Hacker News new | ask | show | jobs
by dpoljak 1272 days ago
The efficiency of Apple silicon is a matter of fact now, however isn't nVidia with its cuda still king in this segment? Please correct me if I'm wrong but doing ml/dl on CPU instead of GPU seems to be the least efficient way to go about it?
3 comments

Note that I was talking about the CPU specifically. GPU on Apple is also more efficient (approx 0.25TFLOPs/watt for M1 series), but Apple GPUs lack support for ML-optimized FP representation (primary reason why Nvidia is so good in this domain). Apple does have a matrix coprocessor which offers excellent performance/watt for inference, but these units are relatively small and only offer limited aggregated performance.
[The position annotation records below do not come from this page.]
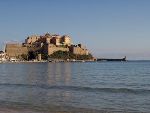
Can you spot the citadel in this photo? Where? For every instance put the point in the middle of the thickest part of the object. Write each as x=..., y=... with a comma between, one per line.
x=45, y=44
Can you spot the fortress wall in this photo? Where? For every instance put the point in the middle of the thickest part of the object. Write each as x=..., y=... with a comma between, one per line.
x=14, y=50
x=51, y=50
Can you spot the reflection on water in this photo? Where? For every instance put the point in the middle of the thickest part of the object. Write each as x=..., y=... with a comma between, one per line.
x=117, y=87
x=59, y=72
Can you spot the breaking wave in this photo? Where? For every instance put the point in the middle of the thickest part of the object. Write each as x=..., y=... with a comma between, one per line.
x=79, y=88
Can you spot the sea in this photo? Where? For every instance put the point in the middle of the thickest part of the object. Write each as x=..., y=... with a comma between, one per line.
x=108, y=87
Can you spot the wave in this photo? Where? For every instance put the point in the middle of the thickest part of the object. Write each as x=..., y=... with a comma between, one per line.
x=79, y=88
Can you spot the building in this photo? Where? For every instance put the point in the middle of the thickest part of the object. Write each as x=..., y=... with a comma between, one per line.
x=66, y=40
x=32, y=39
x=77, y=49
x=46, y=44
x=15, y=50
x=51, y=48
x=2, y=56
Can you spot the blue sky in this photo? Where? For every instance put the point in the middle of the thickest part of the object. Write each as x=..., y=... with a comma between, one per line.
x=109, y=28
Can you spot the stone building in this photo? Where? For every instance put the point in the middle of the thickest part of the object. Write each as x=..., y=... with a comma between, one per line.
x=77, y=49
x=66, y=40
x=32, y=39
x=51, y=48
x=15, y=50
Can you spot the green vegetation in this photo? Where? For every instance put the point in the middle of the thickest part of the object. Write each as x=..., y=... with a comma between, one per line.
x=68, y=55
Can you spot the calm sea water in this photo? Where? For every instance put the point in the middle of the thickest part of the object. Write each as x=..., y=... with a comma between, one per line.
x=109, y=86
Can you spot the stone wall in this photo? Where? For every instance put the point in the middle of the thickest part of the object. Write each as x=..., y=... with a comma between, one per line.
x=15, y=50
x=78, y=50
x=50, y=49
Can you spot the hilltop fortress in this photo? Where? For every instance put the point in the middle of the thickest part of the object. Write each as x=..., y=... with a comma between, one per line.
x=46, y=44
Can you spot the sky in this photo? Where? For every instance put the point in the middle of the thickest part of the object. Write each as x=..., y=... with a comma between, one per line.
x=108, y=28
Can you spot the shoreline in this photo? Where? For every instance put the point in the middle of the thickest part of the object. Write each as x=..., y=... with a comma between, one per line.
x=51, y=109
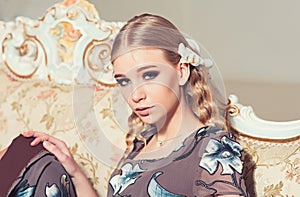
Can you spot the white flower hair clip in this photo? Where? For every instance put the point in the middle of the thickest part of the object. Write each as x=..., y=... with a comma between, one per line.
x=189, y=56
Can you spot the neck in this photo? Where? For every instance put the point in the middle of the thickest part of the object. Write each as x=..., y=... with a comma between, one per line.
x=180, y=123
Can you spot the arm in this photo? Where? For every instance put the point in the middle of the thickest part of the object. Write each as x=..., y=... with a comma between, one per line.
x=82, y=185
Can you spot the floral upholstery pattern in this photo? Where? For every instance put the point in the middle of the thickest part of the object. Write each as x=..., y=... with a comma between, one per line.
x=55, y=77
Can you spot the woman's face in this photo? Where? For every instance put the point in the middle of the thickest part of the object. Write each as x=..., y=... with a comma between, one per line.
x=149, y=83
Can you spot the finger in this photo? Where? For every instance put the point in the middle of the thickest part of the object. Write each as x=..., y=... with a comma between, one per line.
x=65, y=159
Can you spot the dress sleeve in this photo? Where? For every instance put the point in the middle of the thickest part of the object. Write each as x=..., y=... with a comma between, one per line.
x=220, y=167
x=54, y=180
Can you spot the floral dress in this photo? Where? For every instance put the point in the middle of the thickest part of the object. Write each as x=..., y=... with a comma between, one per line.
x=27, y=171
x=208, y=162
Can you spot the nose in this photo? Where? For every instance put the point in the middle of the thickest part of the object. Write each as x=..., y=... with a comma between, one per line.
x=138, y=94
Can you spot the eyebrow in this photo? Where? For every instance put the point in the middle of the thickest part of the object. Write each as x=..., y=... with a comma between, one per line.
x=138, y=70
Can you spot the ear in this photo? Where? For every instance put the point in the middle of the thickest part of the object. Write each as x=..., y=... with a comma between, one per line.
x=183, y=70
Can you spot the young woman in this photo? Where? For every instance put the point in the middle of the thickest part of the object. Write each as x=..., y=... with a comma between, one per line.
x=177, y=144
x=32, y=171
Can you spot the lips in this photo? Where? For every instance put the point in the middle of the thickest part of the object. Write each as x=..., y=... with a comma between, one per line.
x=143, y=111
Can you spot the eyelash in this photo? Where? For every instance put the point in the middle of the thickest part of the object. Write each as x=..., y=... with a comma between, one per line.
x=150, y=75
x=123, y=82
x=146, y=76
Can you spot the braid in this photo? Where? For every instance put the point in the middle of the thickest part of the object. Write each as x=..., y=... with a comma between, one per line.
x=201, y=98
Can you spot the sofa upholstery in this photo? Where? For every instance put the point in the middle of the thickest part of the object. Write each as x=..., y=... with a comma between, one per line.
x=56, y=77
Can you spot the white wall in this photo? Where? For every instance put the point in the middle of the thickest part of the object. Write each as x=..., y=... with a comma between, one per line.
x=255, y=43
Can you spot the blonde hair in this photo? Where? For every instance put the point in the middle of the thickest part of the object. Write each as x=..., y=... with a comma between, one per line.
x=154, y=31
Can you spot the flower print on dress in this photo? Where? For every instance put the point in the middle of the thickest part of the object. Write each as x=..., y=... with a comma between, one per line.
x=226, y=152
x=155, y=189
x=128, y=176
x=53, y=190
x=24, y=189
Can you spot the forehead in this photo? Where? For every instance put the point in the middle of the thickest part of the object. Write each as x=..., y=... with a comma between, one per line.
x=138, y=57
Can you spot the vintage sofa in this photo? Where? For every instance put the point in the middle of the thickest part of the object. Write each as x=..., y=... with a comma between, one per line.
x=55, y=76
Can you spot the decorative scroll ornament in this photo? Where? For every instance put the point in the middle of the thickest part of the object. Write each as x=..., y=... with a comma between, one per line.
x=70, y=44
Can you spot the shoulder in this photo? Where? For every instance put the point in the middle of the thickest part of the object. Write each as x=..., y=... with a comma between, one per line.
x=211, y=132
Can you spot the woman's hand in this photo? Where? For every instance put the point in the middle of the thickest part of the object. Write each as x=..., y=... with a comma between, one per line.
x=59, y=148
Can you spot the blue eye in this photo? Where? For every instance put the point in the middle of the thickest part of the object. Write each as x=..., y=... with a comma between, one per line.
x=123, y=82
x=150, y=75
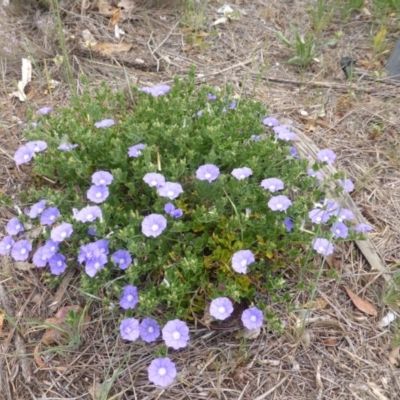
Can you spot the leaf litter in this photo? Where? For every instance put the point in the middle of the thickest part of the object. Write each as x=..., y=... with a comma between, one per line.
x=341, y=375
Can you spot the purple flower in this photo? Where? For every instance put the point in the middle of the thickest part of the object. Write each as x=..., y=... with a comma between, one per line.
x=37, y=208
x=20, y=250
x=319, y=216
x=14, y=226
x=177, y=213
x=37, y=146
x=102, y=245
x=157, y=90
x=49, y=216
x=221, y=308
x=23, y=155
x=327, y=156
x=104, y=123
x=129, y=329
x=175, y=334
x=241, y=173
x=95, y=264
x=153, y=179
x=340, y=230
x=129, y=297
x=135, y=151
x=331, y=207
x=347, y=185
x=88, y=252
x=49, y=248
x=88, y=214
x=252, y=318
x=170, y=209
x=91, y=232
x=322, y=246
x=57, y=264
x=279, y=203
x=162, y=372
x=284, y=133
x=66, y=147
x=207, y=172
x=6, y=244
x=360, y=228
x=344, y=214
x=270, y=122
x=122, y=258
x=149, y=330
x=97, y=194
x=102, y=178
x=44, y=110
x=40, y=259
x=170, y=190
x=61, y=232
x=288, y=224
x=315, y=174
x=241, y=260
x=272, y=184
x=153, y=225
x=293, y=152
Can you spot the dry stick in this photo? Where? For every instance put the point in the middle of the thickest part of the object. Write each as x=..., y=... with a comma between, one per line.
x=61, y=291
x=158, y=46
x=19, y=342
x=367, y=247
x=263, y=396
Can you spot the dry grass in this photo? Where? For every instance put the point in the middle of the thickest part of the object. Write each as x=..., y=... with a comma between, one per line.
x=335, y=351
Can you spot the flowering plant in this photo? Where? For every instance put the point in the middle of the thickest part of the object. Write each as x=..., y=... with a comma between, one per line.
x=183, y=198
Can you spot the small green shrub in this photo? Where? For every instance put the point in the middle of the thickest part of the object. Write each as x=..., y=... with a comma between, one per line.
x=305, y=49
x=187, y=260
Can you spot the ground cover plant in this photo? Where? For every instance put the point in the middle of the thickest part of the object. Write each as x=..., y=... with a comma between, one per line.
x=174, y=202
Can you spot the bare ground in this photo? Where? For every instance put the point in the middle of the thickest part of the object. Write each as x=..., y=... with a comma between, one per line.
x=339, y=352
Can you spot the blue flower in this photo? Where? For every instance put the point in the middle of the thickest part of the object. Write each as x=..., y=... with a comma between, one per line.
x=105, y=123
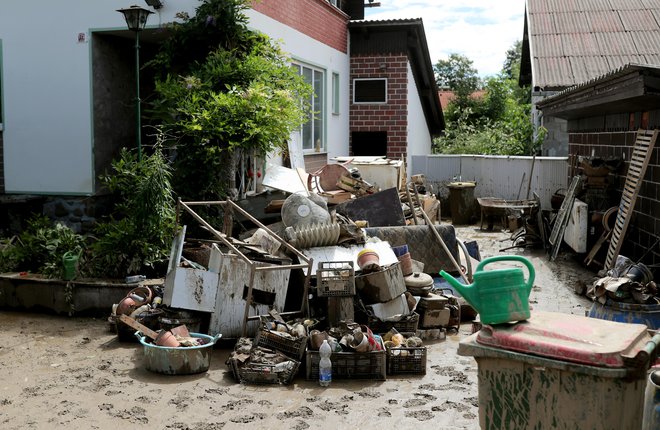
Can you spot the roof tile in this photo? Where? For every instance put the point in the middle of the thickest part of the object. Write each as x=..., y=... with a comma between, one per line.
x=602, y=21
x=647, y=42
x=572, y=41
x=617, y=61
x=651, y=4
x=543, y=23
x=615, y=43
x=570, y=22
x=550, y=46
x=590, y=5
x=579, y=44
x=554, y=70
x=638, y=20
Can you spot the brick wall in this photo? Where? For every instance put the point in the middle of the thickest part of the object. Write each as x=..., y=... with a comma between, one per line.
x=614, y=136
x=317, y=19
x=314, y=162
x=391, y=117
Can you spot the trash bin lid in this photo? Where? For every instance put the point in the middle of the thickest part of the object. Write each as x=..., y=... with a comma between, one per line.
x=461, y=184
x=570, y=338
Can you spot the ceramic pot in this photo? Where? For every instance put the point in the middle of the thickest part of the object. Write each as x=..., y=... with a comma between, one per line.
x=141, y=295
x=406, y=264
x=126, y=306
x=368, y=260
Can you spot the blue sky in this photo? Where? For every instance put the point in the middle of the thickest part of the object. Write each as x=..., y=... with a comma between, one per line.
x=482, y=30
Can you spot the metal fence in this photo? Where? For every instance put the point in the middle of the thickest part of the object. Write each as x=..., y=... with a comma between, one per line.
x=505, y=177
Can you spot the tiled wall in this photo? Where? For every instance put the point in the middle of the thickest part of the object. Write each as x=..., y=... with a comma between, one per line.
x=316, y=18
x=391, y=117
x=614, y=136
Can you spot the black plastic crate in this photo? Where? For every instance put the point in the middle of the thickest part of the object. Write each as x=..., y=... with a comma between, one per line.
x=407, y=326
x=291, y=347
x=335, y=279
x=350, y=365
x=406, y=360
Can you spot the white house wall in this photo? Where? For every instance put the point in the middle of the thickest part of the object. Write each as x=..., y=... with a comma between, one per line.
x=307, y=50
x=47, y=95
x=47, y=100
x=419, y=137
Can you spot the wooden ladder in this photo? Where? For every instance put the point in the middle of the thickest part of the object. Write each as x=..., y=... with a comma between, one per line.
x=638, y=163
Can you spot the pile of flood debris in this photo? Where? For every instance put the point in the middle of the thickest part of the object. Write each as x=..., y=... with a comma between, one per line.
x=347, y=262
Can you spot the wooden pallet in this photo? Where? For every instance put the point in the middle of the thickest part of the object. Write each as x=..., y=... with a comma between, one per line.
x=638, y=162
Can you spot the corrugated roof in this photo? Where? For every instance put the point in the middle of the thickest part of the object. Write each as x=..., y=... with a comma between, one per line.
x=573, y=41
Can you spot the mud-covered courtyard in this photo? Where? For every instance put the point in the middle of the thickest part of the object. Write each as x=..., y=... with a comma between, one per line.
x=60, y=372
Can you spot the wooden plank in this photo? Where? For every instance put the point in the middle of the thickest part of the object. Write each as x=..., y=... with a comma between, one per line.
x=562, y=217
x=137, y=326
x=641, y=152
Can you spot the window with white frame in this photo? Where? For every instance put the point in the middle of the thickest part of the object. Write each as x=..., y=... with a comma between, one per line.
x=312, y=131
x=335, y=93
x=370, y=90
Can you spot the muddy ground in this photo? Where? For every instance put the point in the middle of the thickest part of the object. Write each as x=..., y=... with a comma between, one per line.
x=60, y=372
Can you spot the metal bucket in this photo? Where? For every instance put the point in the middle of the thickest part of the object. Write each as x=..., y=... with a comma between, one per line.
x=180, y=360
x=651, y=417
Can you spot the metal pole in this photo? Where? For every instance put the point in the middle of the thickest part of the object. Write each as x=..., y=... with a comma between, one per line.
x=137, y=95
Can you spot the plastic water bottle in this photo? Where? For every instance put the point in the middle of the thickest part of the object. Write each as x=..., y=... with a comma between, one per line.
x=325, y=366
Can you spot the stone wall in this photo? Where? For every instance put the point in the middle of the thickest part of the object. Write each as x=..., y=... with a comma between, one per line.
x=78, y=213
x=317, y=19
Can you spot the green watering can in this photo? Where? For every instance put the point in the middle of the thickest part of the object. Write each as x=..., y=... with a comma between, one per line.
x=69, y=263
x=499, y=295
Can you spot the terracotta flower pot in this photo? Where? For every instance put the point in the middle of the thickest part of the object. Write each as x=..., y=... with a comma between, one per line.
x=406, y=264
x=368, y=260
x=142, y=295
x=126, y=306
x=166, y=338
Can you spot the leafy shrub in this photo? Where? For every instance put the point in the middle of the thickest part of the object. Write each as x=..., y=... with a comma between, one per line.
x=139, y=232
x=41, y=246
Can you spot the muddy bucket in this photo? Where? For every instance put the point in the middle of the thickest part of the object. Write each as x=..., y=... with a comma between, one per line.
x=171, y=319
x=651, y=419
x=182, y=360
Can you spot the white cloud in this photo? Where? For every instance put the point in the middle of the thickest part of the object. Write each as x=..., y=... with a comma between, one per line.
x=482, y=30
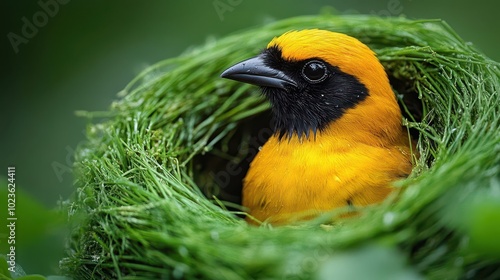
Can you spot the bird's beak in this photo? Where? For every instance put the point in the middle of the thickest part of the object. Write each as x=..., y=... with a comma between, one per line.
x=254, y=71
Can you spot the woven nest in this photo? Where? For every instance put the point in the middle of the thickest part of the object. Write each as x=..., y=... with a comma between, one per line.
x=159, y=175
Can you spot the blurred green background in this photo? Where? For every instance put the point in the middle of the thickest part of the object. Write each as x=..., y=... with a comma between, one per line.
x=84, y=52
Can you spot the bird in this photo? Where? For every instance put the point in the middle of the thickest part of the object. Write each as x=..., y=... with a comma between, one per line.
x=338, y=139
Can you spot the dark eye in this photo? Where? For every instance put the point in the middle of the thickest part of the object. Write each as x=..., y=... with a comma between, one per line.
x=315, y=71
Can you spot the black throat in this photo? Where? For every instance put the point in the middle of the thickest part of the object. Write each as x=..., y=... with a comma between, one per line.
x=309, y=107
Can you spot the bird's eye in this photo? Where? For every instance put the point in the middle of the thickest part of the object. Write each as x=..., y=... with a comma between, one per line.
x=315, y=71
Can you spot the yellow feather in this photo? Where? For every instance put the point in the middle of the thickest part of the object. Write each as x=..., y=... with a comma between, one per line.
x=352, y=161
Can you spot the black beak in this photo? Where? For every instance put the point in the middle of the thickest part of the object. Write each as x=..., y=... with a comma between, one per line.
x=254, y=71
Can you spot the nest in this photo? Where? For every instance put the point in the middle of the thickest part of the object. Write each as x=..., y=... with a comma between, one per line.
x=158, y=177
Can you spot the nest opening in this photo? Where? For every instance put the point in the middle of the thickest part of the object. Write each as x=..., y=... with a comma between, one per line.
x=220, y=172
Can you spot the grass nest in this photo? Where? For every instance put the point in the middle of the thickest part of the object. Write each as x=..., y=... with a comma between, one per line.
x=159, y=175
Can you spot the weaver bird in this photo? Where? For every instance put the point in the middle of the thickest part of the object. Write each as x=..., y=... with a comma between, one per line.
x=338, y=138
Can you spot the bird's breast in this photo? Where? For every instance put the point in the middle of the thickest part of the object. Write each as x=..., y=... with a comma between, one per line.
x=290, y=176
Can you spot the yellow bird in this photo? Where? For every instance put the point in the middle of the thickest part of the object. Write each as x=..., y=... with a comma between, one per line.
x=338, y=139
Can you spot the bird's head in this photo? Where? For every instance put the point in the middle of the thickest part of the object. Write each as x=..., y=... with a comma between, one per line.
x=317, y=80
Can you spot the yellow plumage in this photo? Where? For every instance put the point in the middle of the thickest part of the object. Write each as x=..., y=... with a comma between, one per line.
x=350, y=161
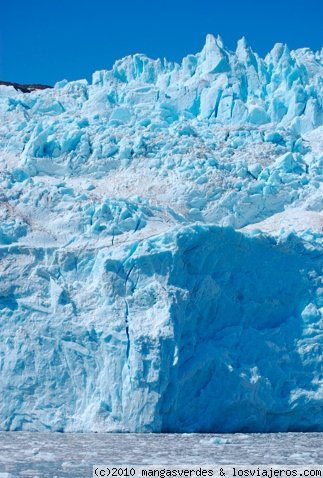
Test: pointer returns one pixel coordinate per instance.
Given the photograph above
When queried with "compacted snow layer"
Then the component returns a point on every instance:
(161, 246)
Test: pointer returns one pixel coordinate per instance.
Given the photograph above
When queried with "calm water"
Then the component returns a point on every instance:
(55, 455)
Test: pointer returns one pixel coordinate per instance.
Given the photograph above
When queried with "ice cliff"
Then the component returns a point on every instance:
(161, 246)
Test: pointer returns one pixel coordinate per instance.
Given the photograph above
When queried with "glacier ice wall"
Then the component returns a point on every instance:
(161, 246)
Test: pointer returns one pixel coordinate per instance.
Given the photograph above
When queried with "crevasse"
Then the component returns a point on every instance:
(161, 246)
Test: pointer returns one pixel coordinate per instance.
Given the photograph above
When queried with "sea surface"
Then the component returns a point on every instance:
(58, 455)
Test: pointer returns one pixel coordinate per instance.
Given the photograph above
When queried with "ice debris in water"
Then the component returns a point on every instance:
(161, 246)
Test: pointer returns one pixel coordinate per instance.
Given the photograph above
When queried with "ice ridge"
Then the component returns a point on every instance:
(161, 246)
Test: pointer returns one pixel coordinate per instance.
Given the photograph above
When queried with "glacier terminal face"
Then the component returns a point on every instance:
(161, 246)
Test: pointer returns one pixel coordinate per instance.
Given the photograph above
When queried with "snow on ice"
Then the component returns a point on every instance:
(161, 246)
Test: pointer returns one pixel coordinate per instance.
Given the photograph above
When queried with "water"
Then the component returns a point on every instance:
(56, 455)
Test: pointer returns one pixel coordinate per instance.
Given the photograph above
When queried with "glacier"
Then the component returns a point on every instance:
(161, 244)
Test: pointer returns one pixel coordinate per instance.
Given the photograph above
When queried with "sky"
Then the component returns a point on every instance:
(44, 41)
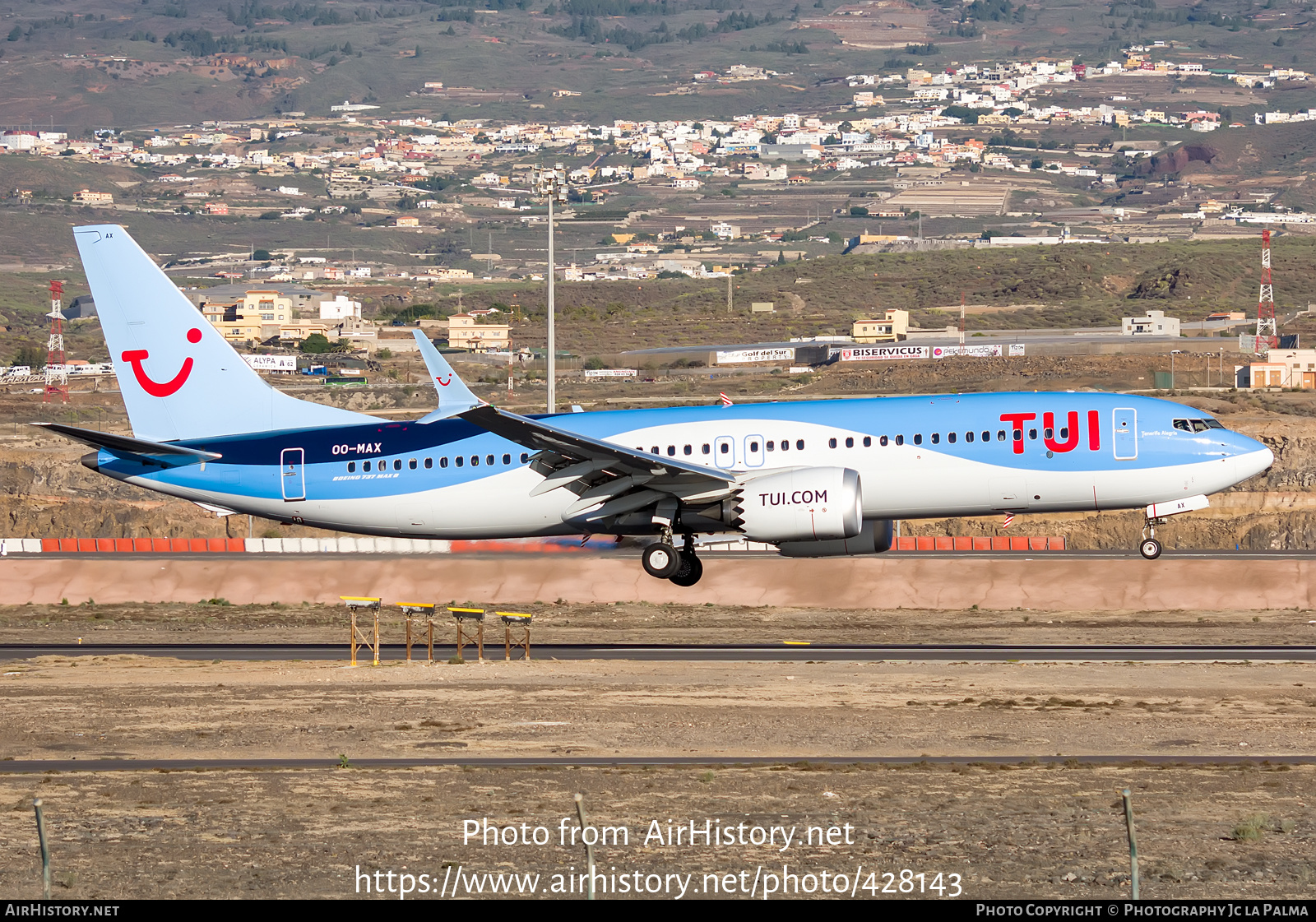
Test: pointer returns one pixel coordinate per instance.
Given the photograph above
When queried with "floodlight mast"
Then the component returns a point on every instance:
(552, 184)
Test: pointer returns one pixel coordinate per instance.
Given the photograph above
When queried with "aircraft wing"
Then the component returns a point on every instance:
(453, 395)
(125, 446)
(609, 479)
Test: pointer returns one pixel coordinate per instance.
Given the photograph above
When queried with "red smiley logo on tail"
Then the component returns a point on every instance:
(155, 388)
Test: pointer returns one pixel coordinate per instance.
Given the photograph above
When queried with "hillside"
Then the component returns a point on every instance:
(186, 61)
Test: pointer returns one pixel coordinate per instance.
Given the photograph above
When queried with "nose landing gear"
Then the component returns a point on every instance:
(1151, 548)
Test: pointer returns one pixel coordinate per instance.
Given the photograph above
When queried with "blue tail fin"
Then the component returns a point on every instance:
(453, 395)
(181, 379)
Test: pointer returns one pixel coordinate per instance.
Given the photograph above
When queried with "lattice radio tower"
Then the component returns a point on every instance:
(1267, 333)
(57, 373)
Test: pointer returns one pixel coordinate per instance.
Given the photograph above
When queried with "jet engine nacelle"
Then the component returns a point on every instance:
(804, 504)
(873, 538)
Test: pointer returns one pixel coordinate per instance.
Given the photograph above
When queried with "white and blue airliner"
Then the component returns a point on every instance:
(813, 478)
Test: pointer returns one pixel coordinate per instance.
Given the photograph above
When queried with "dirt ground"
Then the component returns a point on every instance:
(1026, 830)
(1007, 833)
(642, 623)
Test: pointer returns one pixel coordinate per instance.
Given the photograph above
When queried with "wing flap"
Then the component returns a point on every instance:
(454, 396)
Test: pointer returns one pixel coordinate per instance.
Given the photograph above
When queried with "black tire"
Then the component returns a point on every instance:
(661, 561)
(690, 571)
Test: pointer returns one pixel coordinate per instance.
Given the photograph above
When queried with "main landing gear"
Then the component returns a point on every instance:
(1151, 548)
(665, 562)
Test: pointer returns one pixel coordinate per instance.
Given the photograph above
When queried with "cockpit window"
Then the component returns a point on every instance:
(1197, 425)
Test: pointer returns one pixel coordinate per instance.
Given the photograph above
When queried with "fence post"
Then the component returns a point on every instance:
(589, 849)
(1133, 842)
(45, 849)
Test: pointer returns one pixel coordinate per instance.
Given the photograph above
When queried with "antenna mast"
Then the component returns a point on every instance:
(1267, 333)
(57, 373)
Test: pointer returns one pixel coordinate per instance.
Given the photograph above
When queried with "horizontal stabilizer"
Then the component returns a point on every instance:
(125, 446)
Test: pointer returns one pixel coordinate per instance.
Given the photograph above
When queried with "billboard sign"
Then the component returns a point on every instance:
(882, 353)
(741, 355)
(273, 362)
(975, 351)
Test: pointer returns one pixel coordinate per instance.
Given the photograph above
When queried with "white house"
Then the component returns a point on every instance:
(1156, 324)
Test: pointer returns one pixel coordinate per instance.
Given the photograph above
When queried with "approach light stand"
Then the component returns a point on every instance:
(553, 186)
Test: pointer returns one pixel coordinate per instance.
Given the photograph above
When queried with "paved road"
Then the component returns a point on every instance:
(36, 766)
(635, 553)
(684, 652)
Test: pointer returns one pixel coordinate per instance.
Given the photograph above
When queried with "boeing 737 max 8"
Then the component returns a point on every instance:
(813, 478)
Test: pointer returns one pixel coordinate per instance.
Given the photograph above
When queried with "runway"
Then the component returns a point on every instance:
(41, 766)
(770, 652)
(1043, 581)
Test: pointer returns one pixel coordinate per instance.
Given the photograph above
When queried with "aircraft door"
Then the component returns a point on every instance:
(753, 452)
(724, 452)
(1125, 425)
(293, 474)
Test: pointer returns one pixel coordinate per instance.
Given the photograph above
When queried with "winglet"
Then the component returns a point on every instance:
(453, 395)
I think it’s just a question of time until Apple offers hardware support for BFLOAT and other formats on the GPU and AMX (they already have BFLOAT16 in the CPU), at which point their ML performance will improve dramatically.

> nVidia with its cuda still king in this segment

I suspect this will gradually change, perhaps especially now a lot of effort has been made to bring tooling such as PyTorch over to Apple silicon.

> on CPU instead of GPU

But Apple isn't doing it on CPU.

You are thinking in terms of x86 discrete components.

Apple Silicon is a fully integrated architecture including unified memory. That's what makes it so efficient.

Yes, Nvidia still obliterates M1/M2 in Deep Learning. M1 is close to GTX1650 in real-world DL workloads though in theory based on TFlops it should be around GTX1070.